Interest in participation in a social competition, not just personal progress
Metrics
Tap rate (baseline interest)
Repeat engagement in the next battle
Notification permission acceptance
Session length changes the next day
Weekly Activity Rank module tests
Delivery and execution framing
4 weeks sprint alignment
The goal is to learn whether leaderboards should scale by catching signals early and avoiding building the wrong thing
Milestones
1. User tests shipped to production > 2. Data collected > 3. POC report
Risks
False positive signals driven by curiosity rather than sustained behaviour change (that’s why D30 retention is important to track)
Perceived unfairness, or behaviour that negatively impacts retention
Scope creeps toward the full feature production
The feature can attract the wrong cohort of already sticky power users, inflate metrics while failing to improve the mid-tier sticky users
Dependencies
Engineering feasibility
Fast feedback loops between design, product, and analytics
Growth horizon
The longer-term recommendation was to treat competition as one module inside a scalable engagement engine, not a standalone feature.
That meant building a roadmap across three emotional drivers:
growth emotions (mastery and progress),
reward emotions (victory and achievements)
social emotions (belonging and peer interaction)
The horizon plan also made risks explicit: false positives from novelty, perceived unfairness that can damage retention, and increased fraud pressure in a real-money environment, so the system should evolve only when measurement shows sustained behavior, not curiosity spikes.
Scalable engagement engine
The leaderboard is one of the sticky tools in an engagement engine.

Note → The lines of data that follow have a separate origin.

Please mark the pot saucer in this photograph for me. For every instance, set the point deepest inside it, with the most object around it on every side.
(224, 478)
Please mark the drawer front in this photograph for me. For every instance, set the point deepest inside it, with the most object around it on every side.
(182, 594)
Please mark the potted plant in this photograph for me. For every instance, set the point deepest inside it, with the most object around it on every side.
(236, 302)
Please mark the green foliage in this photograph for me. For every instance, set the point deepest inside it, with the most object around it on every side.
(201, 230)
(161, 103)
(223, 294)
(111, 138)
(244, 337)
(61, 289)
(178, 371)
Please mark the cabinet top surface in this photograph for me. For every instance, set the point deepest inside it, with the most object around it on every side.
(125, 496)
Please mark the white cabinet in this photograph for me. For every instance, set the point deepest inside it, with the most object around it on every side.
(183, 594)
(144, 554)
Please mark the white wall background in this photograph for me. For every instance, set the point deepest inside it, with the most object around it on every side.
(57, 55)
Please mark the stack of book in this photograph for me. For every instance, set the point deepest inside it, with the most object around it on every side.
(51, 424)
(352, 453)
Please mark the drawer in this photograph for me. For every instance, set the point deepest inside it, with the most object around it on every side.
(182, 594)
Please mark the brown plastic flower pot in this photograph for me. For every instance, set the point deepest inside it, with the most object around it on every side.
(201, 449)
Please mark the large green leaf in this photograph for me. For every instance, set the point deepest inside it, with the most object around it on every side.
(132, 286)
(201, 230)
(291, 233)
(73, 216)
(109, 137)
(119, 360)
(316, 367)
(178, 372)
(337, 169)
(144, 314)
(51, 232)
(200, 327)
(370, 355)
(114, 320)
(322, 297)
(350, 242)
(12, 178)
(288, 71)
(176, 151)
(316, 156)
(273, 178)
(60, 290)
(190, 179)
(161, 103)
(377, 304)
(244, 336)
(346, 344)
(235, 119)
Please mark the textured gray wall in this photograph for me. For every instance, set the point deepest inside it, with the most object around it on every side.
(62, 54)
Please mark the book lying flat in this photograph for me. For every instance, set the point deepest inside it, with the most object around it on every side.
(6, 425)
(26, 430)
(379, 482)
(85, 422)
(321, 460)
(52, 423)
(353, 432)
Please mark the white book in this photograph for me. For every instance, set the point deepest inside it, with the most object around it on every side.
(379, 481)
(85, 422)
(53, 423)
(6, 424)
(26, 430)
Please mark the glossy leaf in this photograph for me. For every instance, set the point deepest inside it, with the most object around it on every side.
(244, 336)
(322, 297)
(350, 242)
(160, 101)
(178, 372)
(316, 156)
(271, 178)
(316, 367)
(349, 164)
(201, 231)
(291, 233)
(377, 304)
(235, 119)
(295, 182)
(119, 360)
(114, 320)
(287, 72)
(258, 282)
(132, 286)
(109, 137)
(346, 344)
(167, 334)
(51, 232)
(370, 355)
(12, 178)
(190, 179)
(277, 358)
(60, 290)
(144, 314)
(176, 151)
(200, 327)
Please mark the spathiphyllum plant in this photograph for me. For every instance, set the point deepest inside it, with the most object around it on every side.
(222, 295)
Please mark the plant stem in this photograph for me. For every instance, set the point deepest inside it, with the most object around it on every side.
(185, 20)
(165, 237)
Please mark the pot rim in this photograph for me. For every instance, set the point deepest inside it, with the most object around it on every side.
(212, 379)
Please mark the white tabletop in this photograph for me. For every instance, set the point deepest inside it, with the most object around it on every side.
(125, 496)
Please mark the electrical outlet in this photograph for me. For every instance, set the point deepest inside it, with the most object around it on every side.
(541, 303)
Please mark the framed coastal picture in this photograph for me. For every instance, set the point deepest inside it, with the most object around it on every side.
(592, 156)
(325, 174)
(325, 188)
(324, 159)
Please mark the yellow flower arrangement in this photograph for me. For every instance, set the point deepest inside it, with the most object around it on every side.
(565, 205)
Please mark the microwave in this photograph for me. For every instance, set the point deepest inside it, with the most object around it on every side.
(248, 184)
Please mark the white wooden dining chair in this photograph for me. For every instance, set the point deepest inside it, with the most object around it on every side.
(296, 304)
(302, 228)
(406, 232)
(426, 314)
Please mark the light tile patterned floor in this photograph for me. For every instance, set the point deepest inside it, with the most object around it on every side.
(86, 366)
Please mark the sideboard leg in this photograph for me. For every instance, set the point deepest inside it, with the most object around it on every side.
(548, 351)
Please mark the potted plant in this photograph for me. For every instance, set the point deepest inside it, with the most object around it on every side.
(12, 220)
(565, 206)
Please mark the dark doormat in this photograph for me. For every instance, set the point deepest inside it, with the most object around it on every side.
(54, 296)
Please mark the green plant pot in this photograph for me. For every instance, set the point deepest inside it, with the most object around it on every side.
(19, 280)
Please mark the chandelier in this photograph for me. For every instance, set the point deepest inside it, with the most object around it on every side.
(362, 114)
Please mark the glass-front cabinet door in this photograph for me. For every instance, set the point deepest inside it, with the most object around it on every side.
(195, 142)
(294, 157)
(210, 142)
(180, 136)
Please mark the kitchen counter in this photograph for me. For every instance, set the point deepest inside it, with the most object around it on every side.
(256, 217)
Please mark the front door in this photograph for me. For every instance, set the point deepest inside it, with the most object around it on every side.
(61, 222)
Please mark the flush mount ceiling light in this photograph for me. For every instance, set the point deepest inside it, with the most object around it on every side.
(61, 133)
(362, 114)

The scalable engagement engine should be build based on the emotional map rather than behavioural. Positive emotional outcome increase stickiness and reduce ads fatigue, add more purpose to use the app, build tolerance to interruptions.
Pleasure / Reward system:
Action → Reward → Dopamine
Community → Belonging → Oxytocin
Effort → Success → Serotonin
Retention drivers
Outcome
This project reinforced a simple rule: competition does not create retention. It amplifies emotion. If most users feel they cannot win, the system quietly teaches them to stop trying. It also clarified how I advise under constraints. When real time updates and complex reward logic are hard, the answer is not to polish the leaderboard.
The answer is to simplify the bet, validate intent early, and build only what the data earns. Bottom line, this work helped the team shift from a feature mindset to a measurable engagement strategy with clearer KPIs, clearer tradeoffs, and lower execution risk.